Unable to parse `http://www.test.com/BMF%20Ver%F6ffentlichungen?`
damiencarol opened this issue · 3 comments
damiencarol commented
Seems the parse function generate an error for this URL: http://www.test.com/BMF%20Ver%F6ffentlichungen?
Logs:
>>> import hyperlink
>>> hyperlink.parse("http://www.test.com/BMF%20Ver%F6ffentlichungen?")
Traceback (most recent call last):
File "<stdin>", line 1, in <module>
File "/home/damien/dd2/.venv/lib/python3.9/site-packages/hyperlink/_url.py", line 2447, in parse
dec_url = DecodedURL(enc_url, lazy=lazy)
File "/home/damien/dd2/.venv/lib/python3.9/site-packages/hyperlink/_url.py", line 2046, in __init__
self.host, self.userinfo, self.path, self.query, self.fragment
File "/home/damien/dd2/.venv/lib/python3.9/site-packages/hyperlink/_url.py", line 2177, in path
[
File "/home/damien/dd2/.venv/lib/python3.9/site-packages/hyperlink/_url.py", line 2178, in <listcomp>
_percent_decode(p, raise_subencoding_exc=True)

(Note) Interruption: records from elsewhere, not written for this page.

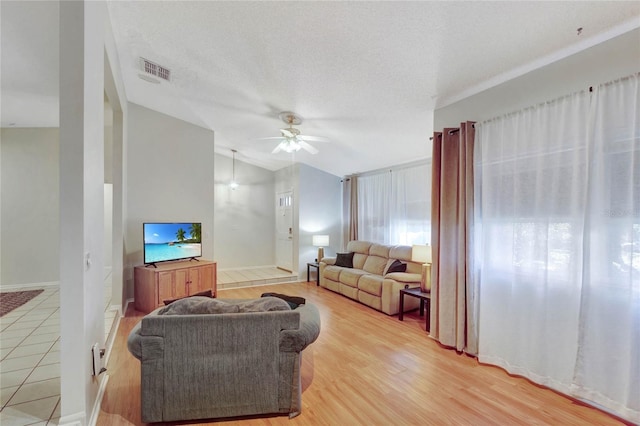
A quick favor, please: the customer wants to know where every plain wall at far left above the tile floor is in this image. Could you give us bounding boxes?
[0,128,60,287]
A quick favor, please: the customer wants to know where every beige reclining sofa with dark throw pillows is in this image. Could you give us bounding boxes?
[320,241,430,315]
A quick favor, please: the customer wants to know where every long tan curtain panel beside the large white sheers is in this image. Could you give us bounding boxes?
[430,122,478,355]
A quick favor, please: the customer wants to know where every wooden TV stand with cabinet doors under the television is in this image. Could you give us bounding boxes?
[133,260,217,313]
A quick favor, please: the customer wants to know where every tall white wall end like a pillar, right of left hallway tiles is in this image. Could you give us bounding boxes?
[59,2,108,424]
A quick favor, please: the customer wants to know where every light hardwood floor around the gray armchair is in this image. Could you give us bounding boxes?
[97,282,626,426]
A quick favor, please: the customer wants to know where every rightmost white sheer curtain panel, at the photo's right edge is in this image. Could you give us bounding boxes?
[573,74,640,423]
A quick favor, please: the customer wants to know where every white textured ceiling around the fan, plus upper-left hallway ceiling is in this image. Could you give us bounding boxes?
[0,0,640,176]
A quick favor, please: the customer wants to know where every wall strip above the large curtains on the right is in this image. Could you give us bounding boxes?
[434,29,640,131]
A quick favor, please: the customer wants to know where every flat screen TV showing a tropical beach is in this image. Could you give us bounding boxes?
[142,222,202,266]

File "/home/damien/dd2/.venv/lib/python3.9/site-packages/hyperlink/_url.py", line 766, in _percent_decode
return unquoted_bytes.decode(subencoding)
UnicodeDecodeError: 'utf-8' codec can't decode byte 0xf6 in position 7: invalid start byte
damiencarol commented
FYI @37b
mahmoud commented
Hi Damien! Hyperlink by default is reporting that the %F6 in your URL is invalid text when decoded from UTF-8. We can try adding the decoded=False parameter to get a result:
>>> hyperlink.parse('http://www.test.com/BMF%20Ver%F6ffentlichungen', decoded=False)
URL.from_text('http://www.test.com/BMF%20Ver%F6ffentlichungen')
This approach gives you a URL with mostly the same interface as a DecodedURL (the default output of parse), but be aware that you may run into issues when trying to treat parts of that URL as text vs bytes. Hope this helps!
damiencarol commented
@mahmoud thanks, we are investigating if we can use the decoded flag.